32. Soft power approach, harus diimplementasikan ke dalam tataran
operasioanl, dengan melakukan diplomasi yang bersifat “multi channel
dan multi purpose” di pemerintahan (government) pusat dan daerah,
masyarakat (NGO), parlemen, media, dunia usaha, universitas, dan lain-
lain. Selain itu, sebaiknya juga bisa memberikan pencerahan yang
terus-menerus kepada masyarakat tentang pentingnya membangun
hubungan Indonesia-Malaysia. Ini bisa dilakukan, jika ada kerendahan
hati, ketulusan, kemauan, dan lain sebagainya.
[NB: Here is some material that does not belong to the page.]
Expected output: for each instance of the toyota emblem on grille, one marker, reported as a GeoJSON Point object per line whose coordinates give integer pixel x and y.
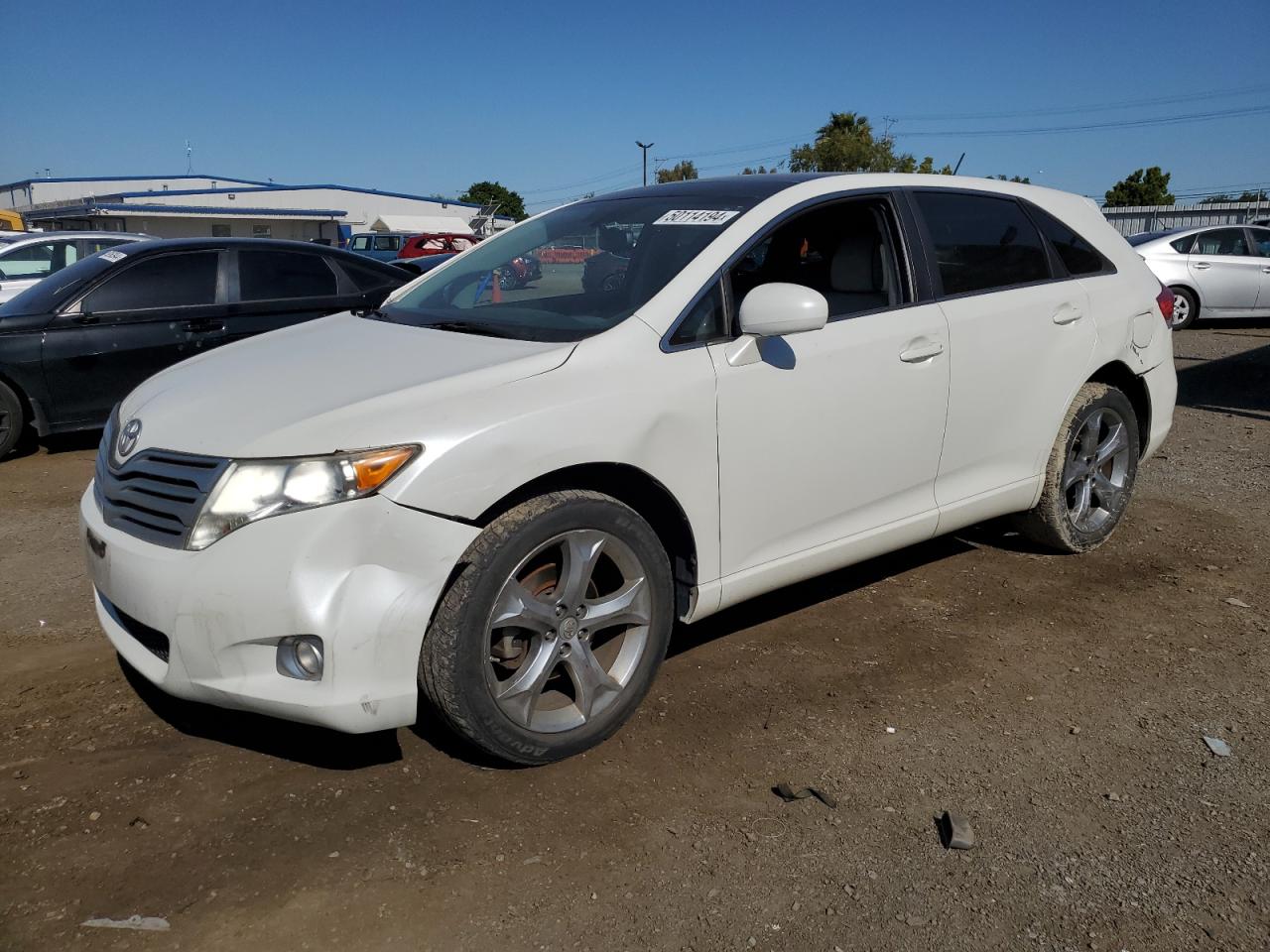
{"type": "Point", "coordinates": [128, 436]}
Dalam hubungan itu, maka pada masa mendatang sebaiknya dalam
rangka soft power approach ditindak-lanjuti dengan melantik duta besar
yang mempunyai latar belakang (back ground) dari kalangan akademik
(universitas), yang memahami kondisi sosial budaya masyarakat di kedua
negara, mampu melakukan silaturrahim diplomacy yang “multi channel
multi purpose”, bisa melakukan lobby, dialog, diskusi dengan berbagai
kalangan, serta mempunyai jaringan luas di pemerintahan, dan
masyarakat di kedua negara.
Terima kasih.
Jakarta, 28 Februari 2011
++ Dr. Musni Umar adalah Direktur Pusat Studi Indonesia-Malaysia,
Fakultas Ilmu Sosial dan ilmu Politik (FISIP) Univ. Islam Negeri Syarif
Hidayatullah, Jakarta, serta Anggota Eminent Persons Group Indonesia-
Malaysia.
+ Kertas kerja ini disampaikan dalam Seminar Antarabangsa yang
bertajuk “Membangun Trace Baru Dalam hubungan Indonesia-
Malaysia,”dan peluncuran buku “Membangkitkan Memori Kolektif
Kesejarahan Indonesia-Malaysia,” yang dilaksanakan pada 28
Februari 2011 di Ruang GBHN Gedung MPR/DPR RI, Jakarta.